Tan solo en el primer cuadro de la Ciudad de Oaxaca de Juárez, un gran número de hombres, mujeres, jóvenes, niños y adultos mayores se resisten a cumplir con las medidas sanitarias, con el paseo que realizan en los principales parques, plazuelas o mercados.
Tanto quienes salen a trabajar como aquellos que buscan algún entretenimiento por las principales calles de la Ciudad, muestran la negativa a proteger y protegerse del nuevo coronavirus que ha generado la muerte de más de 2 mil habitantes del estado.
Ni los constantes llamados de las autoridades sanitarias a evitar un incremento de nuevos casos y decesos, han generado el cambio de comportamiento de la mayoría de la población, que sigue con cubrebocas en el cuello, mascarillas con válvulas y sin sana distancia.

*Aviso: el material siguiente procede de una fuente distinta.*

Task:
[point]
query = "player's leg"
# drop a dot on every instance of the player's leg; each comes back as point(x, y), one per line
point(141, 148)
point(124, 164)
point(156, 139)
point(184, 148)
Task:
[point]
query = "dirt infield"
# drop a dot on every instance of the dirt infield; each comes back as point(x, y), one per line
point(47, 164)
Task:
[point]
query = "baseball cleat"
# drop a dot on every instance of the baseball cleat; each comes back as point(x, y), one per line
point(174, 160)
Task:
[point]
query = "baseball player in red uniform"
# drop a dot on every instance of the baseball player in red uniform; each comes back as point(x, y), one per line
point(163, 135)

Ni los filtros sanitarios o los recorridos de un reducido número de elementos de la policía municipal de Oaxaca de Juárez, lograron evitar que ayer hubiera grandes concentraciones en espacios públicos.
Tampoco pudieron lograr que diversos establecimientos mantuvieran medidas estrictas de vigilancia y prevención, contra aquellos que por momentos cubrían nariz y boca, pero también se retiraban las mascarillas para tocarse la nariz.

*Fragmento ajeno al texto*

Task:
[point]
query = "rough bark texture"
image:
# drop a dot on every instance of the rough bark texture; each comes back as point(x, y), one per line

En varios espacios también se hizo notoria la presencia de familias que buscaban lugares para visitar o poder sentarse, donde uno o dos de los integrantes no portaba cubrebocas ni guardaba sana distancia.
En diversos negocios también se observó una gran afluencia de consumidores, alistando compras para la celebración de Navidad y Año Nuevo, pese a las recomendaciones gubernamentales de no hacerlo.